This document is relevant for: Trn1, Trn1n

PyTorch Neuron for Trainium Hugging Face BERT MRPC task finetuning using Hugging Face Trainer API#

In this tutorial, we show how to run a Hugging Face script that uses Hugging Face Trainer API to do fine-tuning on Trainium. The example follows the text-classification example which fine-tunes BERT-base model for sequence classification on the GLUE benchmark.

Note

Logs used in tutorials do not present latest performance numbers

For latest performance numbers visit Neuron Performance

Setup and compilation#

Before running the tutorial please follow the installation instructions at:

Install PyTorch Neuron on Trn1

Please set the storage of instance to 512GB or more if you also want to run through the BERT pretraining and GPT pretraining tutorials.

For all the commands below, make sure you are in the virtual environment that you have created above before you run the commands:

source ~/aws_neuron_venv_pytorch/bin/activate

First we install a recent version of HF transformers, scikit-learn and evaluate packages in our environment as well as download the source matching the installed version. In this example, we use the text classification example from HF transformers source:

export HF_VER=4.27.4
pip install -U transformers==$HF_VER datasets evaluate scikit-learn
cd ~/
git clone https://github.com/huggingface/transformers --branch v$HF_VER
cd ~/transformers/examples/pytorch/text-classification

Single-worker training#

We will run MRPC task fine-tuning following the example in README.md located in the path ~/transformers/examples/pytorch/text-classification. In this part of the tutorial we will use the Hugging Face model hub’s pretrained bert-large-uncased model.

Note

If you are using older versions of transformers <4.27.0 or PyTorch Neuron <1.13.0, please see section Older versions of transformers <4.27.0 or PyTorch Neuron <1.13.0 for necessary workarounds.

We use full BF16 casting using XLA_USE_BF16=1 and compiler flag --model-type=transformer to enable best performance. First, paste the following script into your terminal to create a “run.sh” file and change it to executable:

tee run.sh > /dev/null <<EOF
#!/usr/bin/env bash
export TASK_NAME=mrpc
export NEURON_CC_FLAGS="--model-type=transformer"
XLA_USE_BF16=1 python3 ./run_glue.py \\
--model_name_or_path bert-large-uncased \\
--task_name \$TASK_NAME \\
--do_train \\
--do_eval \\
--max_seq_length 128 \\
--per_device_train_batch_size 8 \\
--learning_rate 2e-5 \\
--num_train_epochs 5 \\
--overwrite_output_dir \\
--output_dir /tmp/\$TASK_NAME/ |& tee log_run
EOF

chmod +x run.sh

We optionally precompile the model and training script using neuron_parallel_compile to warm up the persistent graph cache (Neuron Cache) such that the actual run has fewer compilations (faster run time):

neuron_parallel_compile ./run.sh

Please ignore the results from this precompile run as it is only for extracting and compiling the XLA graphs.

Note

With both train and evaluation options (--do_train and --do_eval), you will encounter harmless error ValueError: Target is multiclass but average='binary' when using neuron_parallel_compile.
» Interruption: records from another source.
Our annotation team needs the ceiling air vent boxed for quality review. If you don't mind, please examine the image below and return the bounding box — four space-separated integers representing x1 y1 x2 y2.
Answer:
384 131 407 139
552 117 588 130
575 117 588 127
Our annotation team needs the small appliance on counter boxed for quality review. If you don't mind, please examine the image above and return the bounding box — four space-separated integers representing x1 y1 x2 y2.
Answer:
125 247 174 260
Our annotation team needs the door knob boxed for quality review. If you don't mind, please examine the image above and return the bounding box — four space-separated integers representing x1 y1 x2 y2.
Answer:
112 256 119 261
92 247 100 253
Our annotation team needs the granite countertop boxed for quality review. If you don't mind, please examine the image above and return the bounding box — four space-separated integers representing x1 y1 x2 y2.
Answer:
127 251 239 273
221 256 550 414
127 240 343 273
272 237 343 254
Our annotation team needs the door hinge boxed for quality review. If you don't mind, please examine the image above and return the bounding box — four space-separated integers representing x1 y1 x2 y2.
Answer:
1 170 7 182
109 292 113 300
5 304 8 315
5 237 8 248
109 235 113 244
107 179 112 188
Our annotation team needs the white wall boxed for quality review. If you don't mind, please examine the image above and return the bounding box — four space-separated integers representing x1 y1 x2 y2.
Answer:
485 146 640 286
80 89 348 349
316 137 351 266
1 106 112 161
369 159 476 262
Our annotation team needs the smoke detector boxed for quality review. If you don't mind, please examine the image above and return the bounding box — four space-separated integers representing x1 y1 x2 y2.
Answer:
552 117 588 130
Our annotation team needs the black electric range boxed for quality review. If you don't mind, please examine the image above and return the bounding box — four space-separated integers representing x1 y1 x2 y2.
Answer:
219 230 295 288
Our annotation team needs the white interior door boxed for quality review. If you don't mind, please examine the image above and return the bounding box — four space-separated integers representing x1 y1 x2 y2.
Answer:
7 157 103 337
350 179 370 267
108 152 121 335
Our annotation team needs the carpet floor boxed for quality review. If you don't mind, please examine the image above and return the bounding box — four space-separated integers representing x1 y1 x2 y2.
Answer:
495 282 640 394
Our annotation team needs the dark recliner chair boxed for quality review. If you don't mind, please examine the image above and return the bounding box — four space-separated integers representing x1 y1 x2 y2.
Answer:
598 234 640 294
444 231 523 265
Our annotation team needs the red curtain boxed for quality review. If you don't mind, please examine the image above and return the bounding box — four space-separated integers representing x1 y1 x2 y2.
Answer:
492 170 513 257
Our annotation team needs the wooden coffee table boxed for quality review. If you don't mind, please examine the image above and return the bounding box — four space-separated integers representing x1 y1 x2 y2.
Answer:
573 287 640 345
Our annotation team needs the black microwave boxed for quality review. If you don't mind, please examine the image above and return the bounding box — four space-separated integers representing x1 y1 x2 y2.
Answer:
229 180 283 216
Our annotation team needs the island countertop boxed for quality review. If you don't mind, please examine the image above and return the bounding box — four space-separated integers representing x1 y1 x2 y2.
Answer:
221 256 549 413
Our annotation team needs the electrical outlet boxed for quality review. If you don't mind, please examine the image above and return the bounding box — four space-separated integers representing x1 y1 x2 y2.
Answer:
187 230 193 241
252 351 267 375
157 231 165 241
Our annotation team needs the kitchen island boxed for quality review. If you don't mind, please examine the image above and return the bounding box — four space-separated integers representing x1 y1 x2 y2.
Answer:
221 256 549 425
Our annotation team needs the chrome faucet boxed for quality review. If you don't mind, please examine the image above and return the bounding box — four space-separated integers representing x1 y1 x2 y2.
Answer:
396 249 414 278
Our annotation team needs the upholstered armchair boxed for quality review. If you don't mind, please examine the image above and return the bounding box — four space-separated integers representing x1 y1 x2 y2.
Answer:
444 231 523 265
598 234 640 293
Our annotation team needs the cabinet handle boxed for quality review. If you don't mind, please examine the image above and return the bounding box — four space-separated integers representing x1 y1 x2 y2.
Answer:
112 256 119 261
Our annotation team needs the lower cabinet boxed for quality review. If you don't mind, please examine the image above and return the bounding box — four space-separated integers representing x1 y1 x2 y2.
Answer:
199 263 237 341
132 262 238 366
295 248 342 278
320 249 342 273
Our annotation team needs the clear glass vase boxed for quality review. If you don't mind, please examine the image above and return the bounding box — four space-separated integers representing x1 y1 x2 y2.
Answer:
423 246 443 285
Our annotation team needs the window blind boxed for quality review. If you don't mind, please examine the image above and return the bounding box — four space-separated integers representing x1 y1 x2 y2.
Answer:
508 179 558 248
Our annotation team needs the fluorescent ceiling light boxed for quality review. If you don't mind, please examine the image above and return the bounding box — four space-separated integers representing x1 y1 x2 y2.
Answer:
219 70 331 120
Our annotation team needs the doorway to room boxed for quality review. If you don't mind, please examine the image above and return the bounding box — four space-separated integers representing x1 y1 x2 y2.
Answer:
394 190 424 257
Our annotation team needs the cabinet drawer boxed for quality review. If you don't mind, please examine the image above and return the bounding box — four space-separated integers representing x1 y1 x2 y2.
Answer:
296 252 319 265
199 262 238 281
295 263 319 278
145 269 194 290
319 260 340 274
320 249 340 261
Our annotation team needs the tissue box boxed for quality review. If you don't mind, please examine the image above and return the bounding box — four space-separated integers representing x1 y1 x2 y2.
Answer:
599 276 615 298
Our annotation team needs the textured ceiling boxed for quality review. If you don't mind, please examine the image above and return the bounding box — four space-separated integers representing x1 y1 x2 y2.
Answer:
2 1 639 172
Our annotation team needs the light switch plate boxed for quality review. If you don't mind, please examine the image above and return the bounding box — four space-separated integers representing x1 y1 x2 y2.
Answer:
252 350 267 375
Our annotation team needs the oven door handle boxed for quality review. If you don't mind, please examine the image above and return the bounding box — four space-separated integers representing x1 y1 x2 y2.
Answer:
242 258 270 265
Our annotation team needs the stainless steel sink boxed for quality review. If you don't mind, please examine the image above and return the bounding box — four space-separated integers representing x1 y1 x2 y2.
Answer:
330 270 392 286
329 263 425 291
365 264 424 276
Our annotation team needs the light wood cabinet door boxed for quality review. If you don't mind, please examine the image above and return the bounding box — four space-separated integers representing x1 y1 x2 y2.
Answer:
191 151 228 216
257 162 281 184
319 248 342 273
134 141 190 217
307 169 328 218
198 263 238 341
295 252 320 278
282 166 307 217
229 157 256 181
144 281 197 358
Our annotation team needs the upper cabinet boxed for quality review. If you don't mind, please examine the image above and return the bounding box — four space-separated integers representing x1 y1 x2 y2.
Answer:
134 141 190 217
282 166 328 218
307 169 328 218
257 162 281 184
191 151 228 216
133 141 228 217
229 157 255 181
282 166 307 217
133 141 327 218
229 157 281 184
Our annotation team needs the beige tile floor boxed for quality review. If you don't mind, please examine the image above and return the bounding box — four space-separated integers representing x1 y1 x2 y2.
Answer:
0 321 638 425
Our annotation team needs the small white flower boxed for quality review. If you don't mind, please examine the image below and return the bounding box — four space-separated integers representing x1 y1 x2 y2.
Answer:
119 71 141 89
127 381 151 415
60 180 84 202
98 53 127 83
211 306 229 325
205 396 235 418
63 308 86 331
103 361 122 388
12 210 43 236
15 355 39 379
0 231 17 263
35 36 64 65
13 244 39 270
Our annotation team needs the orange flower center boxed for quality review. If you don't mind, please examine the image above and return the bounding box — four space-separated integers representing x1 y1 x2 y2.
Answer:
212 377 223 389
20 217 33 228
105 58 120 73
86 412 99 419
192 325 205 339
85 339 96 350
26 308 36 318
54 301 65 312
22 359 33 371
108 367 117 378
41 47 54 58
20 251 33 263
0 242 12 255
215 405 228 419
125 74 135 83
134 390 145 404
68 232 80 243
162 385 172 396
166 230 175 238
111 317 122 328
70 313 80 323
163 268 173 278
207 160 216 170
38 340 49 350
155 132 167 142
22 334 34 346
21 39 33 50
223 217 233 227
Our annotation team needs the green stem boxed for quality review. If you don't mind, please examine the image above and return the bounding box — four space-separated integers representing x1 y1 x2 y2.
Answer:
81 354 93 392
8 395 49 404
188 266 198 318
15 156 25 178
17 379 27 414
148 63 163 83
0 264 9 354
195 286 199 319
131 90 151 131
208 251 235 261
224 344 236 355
Precompilation is optional and only needed to be done once unless hyperparameters such as batch size are modified. After the optional precompilation, the actual run will be faster with minimal additional compilations.

./run.sh

If precompilation was not done, the first execution of ./run.sh will be slower due to serial compilations. Rerunning the same script a second time would show quicker execution as the compiled graphs will be already cached in persistent cache.

Multi-worker training#

The above script would run one worker on one NeuronCore. To run on multiple cores, launch the run_glue.py script with torchrun using --nproc_per_node=N option to specify the number of workers (N=2 for trn1.2xlarge, and N=2, 8, or 32 for trn1.32xlarge).

Note

If you are using older versions of transformers <4.27.0 or PyTorch Neuron <1.13.0, please see section Older versions of transformers <4.27.0 or PyTorch Neuron <1.13.0 for necessary workarounds.

The following example runs 2 workers. Paste the following script into your terminal to create a “run_2w.sh” file and change it to executable:

tee run_2w.sh > /dev/null <<EOF
#!/usr/bin/env bash
export TASK_NAME=mrpc
export NEURON_CC_FLAGS="--model-type=transformer"
XLA_USE_BF16=1 torchrun --nproc_per_node=2 ./run_glue.py \\
--model_name_or_path bert-large-uncased \\
--task_name \$TASK_NAME \\
--do_train \\
--do_eval \\
--max_seq_length 128 \\
--per_device_train_batch_size 8 \\
--learning_rate 2e-5 \\
--num_train_epochs 5 \\
--overwrite_output_dir \\
--output_dir /tmp/\$TASK_NAME/ |& tee log_run_2w
EOF

chmod +x run_2w.sh

Again, we optionally precompile the model and training script using neuron_parallel_compile to warm up the persistent graph cache (Neuron Cache), ignoring the results from this precompile run as it is only for extracting and compiling the XLA graphs:

neuron_parallel_compile ./run_2w.sh

Precompilation is optional and only needed to be done once unless hyperparameters such as batch size are modified. After the optional precompilation, the actual run will be faster with minimal additional compilations.

./run_2w.sh

During run, you will now notice that the “Total train batch size” is now 16 and the “Total optimization steps” is now half the number for one worker training.

Converting BERT pretrained checkpoint to Hugging Face pretrained model format#

If you have a pretrained checkpoint (i.e., from the BERT phase 2 pretraining tutorial), you can run the script below (saved as “convert.py”) to convert BERT pretrained saved checkpoint to Hugging Face pretrained model format. An example phase 2 pretrained checkpoint can be downloaded from s3://neuron-s3/training_checkpoints/pytorch/dp_bert_large_hf_pretrain/ckpt_29688.pt. Note that here we also use the bert-large-uncased model configuration to match the BERT-Large model trained following BERT phase 2 pretraining tutorial.

import os
import sys
import argparse
import torch
import transformers
from transformers import (
    BertForPreTraining,
)
import torch_xla.core.xla_model as xm
from transformers.utils import check_min_version
from transformers.utils.versions import require_version

if __name__ == '__main__':
    parser = argparse.ArgumentParser()
    parser.add_argument('--model_name', type=str, default='bert-large-uncased',  help="Path to model identifier from huggingface.co/models")
    parser.add_argument('--output_saved_model_path', type=str, default='./hf_saved_model', help="Directory to save the HF pretrained model format.")
    parser.add_argument('--checkpoint_path', type=str, required=True, help="Path to pretrained checkpoint which needs to be converted to a HF pretrained model format")
    args = parser.parse_args(sys.argv[1:])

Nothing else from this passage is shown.